Maine is among a half-dozen states selected to take part in a federal program that will use mobile clinics to provide health care to military veterans living in rural areas, the U.S. Department of Veterans Affairs announced Wednesday.
Three of the states chosen to participate in the program – Colorado, Nebraska and Wyoming – will share a single mobile unit, but Maine, Washington and West Virginia will each have its own rolling clinic. The four mobile clinics are expected to be operational by early 2009.
According to spokesman James Doherty of the VA Medical Center in Togus, the sparsely settled counties of Somerset, Piscataquis and Franklin will be served by Maine’s new mobile clinic. Veterans in those counties currently travel the greatest distances to get to one of the VA’s existing Community-Based Outpatient Clinics, or CBOCs, he said.

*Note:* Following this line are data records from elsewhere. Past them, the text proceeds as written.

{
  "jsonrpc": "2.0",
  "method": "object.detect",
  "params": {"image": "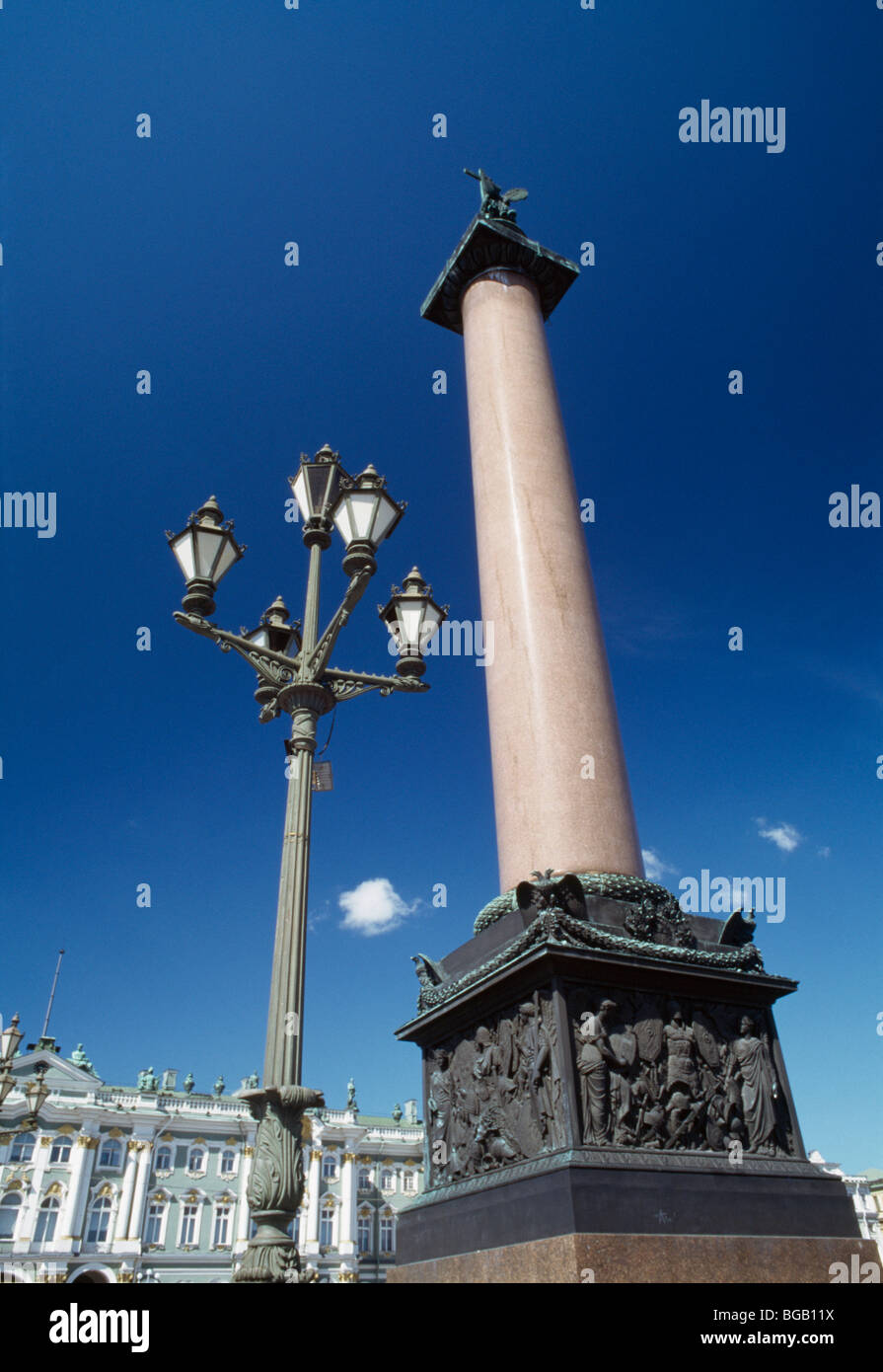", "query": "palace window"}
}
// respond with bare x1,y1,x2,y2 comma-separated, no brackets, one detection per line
320,1204,334,1249
35,1196,60,1245
179,1204,199,1249
0,1191,22,1239
186,1147,205,1172
99,1139,122,1168
10,1133,35,1162
87,1196,111,1243
154,1143,172,1172
144,1199,166,1245
211,1204,233,1249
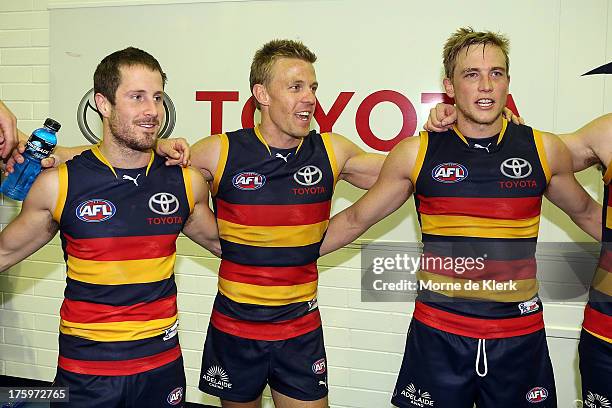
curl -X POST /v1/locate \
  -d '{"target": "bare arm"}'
[320,136,419,255]
[331,133,385,190]
[560,113,612,171]
[543,133,601,241]
[183,167,221,256]
[0,170,59,271]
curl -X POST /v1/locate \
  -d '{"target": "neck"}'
[457,112,503,139]
[100,136,151,169]
[259,114,302,149]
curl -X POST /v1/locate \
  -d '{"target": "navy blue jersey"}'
[54,146,193,375]
[413,121,550,338]
[211,128,337,340]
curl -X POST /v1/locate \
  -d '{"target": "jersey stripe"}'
[66,253,176,285]
[217,199,331,226]
[219,259,319,286]
[217,219,329,247]
[219,277,317,306]
[64,234,178,261]
[60,295,177,323]
[414,302,544,339]
[418,195,542,220]
[421,214,540,239]
[210,310,321,341]
[58,345,181,376]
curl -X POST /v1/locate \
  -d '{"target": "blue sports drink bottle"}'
[0,118,62,201]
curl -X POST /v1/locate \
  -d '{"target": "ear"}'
[253,84,270,106]
[94,93,112,118]
[442,78,455,98]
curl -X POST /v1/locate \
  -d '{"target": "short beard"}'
[109,112,157,152]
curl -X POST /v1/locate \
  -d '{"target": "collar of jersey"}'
[255,123,305,156]
[453,119,508,146]
[91,143,155,178]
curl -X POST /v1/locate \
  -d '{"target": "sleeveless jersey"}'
[412,120,550,339]
[211,127,337,340]
[54,146,193,375]
[582,162,612,343]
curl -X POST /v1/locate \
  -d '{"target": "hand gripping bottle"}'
[0,118,61,201]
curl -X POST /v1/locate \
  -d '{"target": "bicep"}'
[183,168,218,242]
[191,135,221,181]
[545,134,591,215]
[355,146,414,225]
[0,174,58,269]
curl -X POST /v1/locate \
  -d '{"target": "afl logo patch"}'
[312,358,326,374]
[499,157,533,179]
[525,387,548,404]
[232,171,266,190]
[431,163,468,183]
[76,198,117,222]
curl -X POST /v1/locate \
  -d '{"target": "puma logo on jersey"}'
[123,173,140,187]
[474,142,491,153]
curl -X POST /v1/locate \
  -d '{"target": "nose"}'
[143,99,161,117]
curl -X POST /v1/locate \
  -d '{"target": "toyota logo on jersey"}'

Combined, the three counties are home to a total of 4,655 veterans enrolled in the VA’s health care program, but only about 3,544 currently make use of their benefits. Doherty said many vets have coverage through their employers or other sources, but acknowledged that some may go without care because it’s too hard to get to an existing clinic. The new mobile clinic will make it easier for all enrolled veterans in these areas to get the care they need, he said.
The clinic on wheels will offer the medical services of a primary care doctor, nurse practitioner or physician assistant, along with a registered nurse and a mental health professional. Staff will probably be assigned permanently to the mobile clinic and not drawn from other sites, Doherty said.
Additional mental health services may be offered through computer-based “telemedicine” technology that connects vets to mental health professionals at other locations, he said. The clinic will not offer laboratory or diagnostic services such as X-rays, but those services may be obtained from local hospitals or other health care providers.
This is not Maine’s first experience with a mobile VA clinic. A specially outfitted recreational vehicle served veterans in the Calais area from 1992 to 1998 and then briefly set up in Rumford. Both communities now host full-time, fixed-site CBOCs, along with other clinics located in Bangor, Caribou, Lincoln and Saco. One-day-a-week satellite clinics operate in Fort Kent and Houlton. An outpatient clinic at the Togus campus near Augusta also provides primary care.
The new mobile clinic will not be in a self-contained RV-type vehicle, Doherty said, but in a large trailer. A private trucking company will be contracted to haul the trailer from site to site. The tractor-trailer system is designed to eliminate the mechanical difficulties that plagued the earlier mobile clinic, he said.
Doherty said details of the mobile unit’s schedule, setup sites and clinical capabilities are still being planned, and that more information will be provided through local outreach and media announcements as its completion nears.